Optics Addition: I think we can rule out stock rifles since none of them are optimal. But once we realize that things can be added for enhancements. Investment Grade Firearms, our choice for any and all HK work, can easily weld a picatinny over the top of the receiver without the need for pivoting top covers, zero retention concerns, or anything else. Thus the HK is head and shoulders above the AK with optics.
Today, these rifle systems are available from Vector and PTR. And like anything else, they can be substantially better with some additions. We have several PTRs and Vector 93s and 53s in house with the staff and the consensus is that they rival the original and virtually unobtainable HKs. Those "legacy" HKs by the way are as pointless to the discussion as original Israeli Army UZI are
to a discussion of that platform as they are not available at any reasonable price point.
Incidentally, if a PTR or Vector has an issue, they will take it back immediately and either fix it or replace it. Something the original HK factory would rarely do. So in a sense, this is a better time for HKs than what we had before.
Disadvantages of the HK System -
1). These weapons are not for the economically challenged. You won't be getting a good HK rifle for the price of a used WASR ten. And magazines for the 223 and 9mm versions will exceed the cost for a comparable AK magazine.

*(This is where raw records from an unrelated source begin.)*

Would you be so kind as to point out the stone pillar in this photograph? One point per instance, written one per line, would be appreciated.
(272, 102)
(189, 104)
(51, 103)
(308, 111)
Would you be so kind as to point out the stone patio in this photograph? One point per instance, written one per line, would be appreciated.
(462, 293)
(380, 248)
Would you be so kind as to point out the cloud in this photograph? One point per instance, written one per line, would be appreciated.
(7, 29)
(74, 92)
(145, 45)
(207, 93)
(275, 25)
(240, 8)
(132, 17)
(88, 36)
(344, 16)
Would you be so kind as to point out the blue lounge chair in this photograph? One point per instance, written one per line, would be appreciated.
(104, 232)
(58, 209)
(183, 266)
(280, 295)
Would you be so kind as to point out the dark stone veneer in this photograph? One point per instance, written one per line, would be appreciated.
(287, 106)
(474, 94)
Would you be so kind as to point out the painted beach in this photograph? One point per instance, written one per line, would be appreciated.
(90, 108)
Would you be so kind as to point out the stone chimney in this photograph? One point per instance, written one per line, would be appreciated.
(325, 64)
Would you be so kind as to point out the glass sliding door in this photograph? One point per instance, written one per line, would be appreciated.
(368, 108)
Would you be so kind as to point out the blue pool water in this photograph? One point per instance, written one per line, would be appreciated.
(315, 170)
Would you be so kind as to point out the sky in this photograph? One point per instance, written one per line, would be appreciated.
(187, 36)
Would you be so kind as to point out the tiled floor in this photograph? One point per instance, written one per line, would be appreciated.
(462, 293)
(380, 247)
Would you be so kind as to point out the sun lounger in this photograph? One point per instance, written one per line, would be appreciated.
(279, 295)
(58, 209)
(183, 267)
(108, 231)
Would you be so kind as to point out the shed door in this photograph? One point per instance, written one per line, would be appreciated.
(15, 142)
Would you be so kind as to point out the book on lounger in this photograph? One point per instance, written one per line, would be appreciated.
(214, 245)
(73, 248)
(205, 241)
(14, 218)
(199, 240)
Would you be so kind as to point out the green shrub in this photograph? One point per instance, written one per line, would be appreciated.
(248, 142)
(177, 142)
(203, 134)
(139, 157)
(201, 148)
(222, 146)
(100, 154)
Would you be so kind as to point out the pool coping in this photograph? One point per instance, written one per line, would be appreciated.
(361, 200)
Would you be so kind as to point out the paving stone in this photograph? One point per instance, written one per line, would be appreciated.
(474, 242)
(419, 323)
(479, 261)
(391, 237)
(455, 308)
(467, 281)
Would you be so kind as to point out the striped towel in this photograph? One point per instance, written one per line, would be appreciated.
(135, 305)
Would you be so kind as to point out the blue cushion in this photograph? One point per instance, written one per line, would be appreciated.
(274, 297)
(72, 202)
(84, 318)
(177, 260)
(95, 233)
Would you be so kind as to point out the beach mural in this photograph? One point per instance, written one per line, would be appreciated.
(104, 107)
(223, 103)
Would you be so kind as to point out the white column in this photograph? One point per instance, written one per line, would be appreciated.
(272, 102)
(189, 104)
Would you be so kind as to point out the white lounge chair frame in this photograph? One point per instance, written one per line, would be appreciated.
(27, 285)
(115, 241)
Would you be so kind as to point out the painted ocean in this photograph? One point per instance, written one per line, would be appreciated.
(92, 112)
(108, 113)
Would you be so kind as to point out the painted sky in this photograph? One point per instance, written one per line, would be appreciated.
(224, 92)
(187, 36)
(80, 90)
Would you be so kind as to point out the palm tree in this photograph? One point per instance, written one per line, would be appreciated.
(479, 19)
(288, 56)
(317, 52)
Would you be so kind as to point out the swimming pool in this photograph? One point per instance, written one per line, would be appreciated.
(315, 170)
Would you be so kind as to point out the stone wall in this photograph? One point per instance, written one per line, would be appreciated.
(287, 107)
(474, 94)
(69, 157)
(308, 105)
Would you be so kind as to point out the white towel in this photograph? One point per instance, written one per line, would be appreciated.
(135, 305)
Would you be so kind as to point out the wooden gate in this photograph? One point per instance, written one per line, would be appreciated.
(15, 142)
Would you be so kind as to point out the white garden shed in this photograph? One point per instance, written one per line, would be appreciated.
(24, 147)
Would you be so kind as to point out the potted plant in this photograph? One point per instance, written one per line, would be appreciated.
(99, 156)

2). Few schools have any experience running the platform
That is it in a nutshell. I am glad I have rediscovered this platform and am making a personal shift toward it and away from the AK platform. I have obtained a G3 copy (PTR-91) with enhancements, and a pair of V-93s, one of which will be an SBR. These will be my main working guns.
I will say that had the HK platform been quickly available in 2004, there would have been far less
interest in the AK system, and much more focus on the G-3 and HK-33.
Blessed be The Lord My Rock - Jesus Christ
To Whom I Owe All That I Am, All That I Have Been, Or Will Ever Be.